Charles-Édouard Coridon

Personal information
- Date of birth: 9 April 1973 (age 53)
- Place of birth: Le François, Martinique, France
- Position: Midfielder

Senior career*
- Years: Team / Apps / (Gls)
- 1990–1993: Club Franciscain
- 1993–1999: Guingamp / 164 / (13)
- 1999–2004: Lens / 129 / (13)
- 2004–2005: Paris Saint-Germain / 19 / (2)
- 2005–2006: Ankaragücü / 17 / (2)
- 2007–2008: Union Squiffiec-Trégonneau
- 2008–2010: Esnafspor

International career
- France U21
- 1993–2007: Martinique / 6 / (0)

= Charles-Édouard Coridon =

Martiniquais footballer (born 1973)

Charles-Édouard Coridon (born 9 April 1973) is a Martiniquais former professional footballer who played as a midfielder.

== Club career ==
Whilst at Guingamp, Coridon won the 1996 UEFA Intertoto Cup.

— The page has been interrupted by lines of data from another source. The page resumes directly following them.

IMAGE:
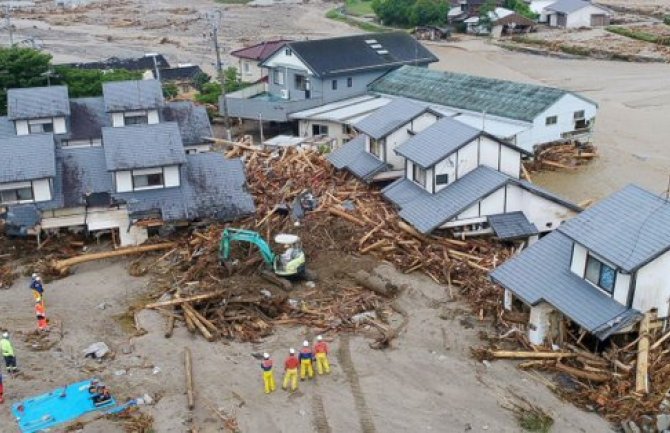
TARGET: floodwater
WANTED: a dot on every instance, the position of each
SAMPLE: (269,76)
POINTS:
(632,129)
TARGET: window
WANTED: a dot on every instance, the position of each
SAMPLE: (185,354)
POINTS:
(318,129)
(301,82)
(149,180)
(278,77)
(419,175)
(16,194)
(600,274)
(441,179)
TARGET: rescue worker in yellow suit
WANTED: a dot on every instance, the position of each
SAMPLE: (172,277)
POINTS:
(306,357)
(268,374)
(291,370)
(321,351)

At Paris Saint-Germain, he is best remembered for scoring a scorpion kick in the UEFA Champions League against Porto in 2004. The goal was fourth-placed in a countdown of the top Champions League goals of all time by ITV Sport.

== International career ==
Coridon represented the France U21 national team at the 1996 UEFA European Under-21 Championship, but he was reported to have turned down France on the senior level. He said that France had 'enough top-quality' players and he would not be needed. Coridon would go on to play for the Martinique national team at the 1993 and 2003 CONCACAF Gold Cup.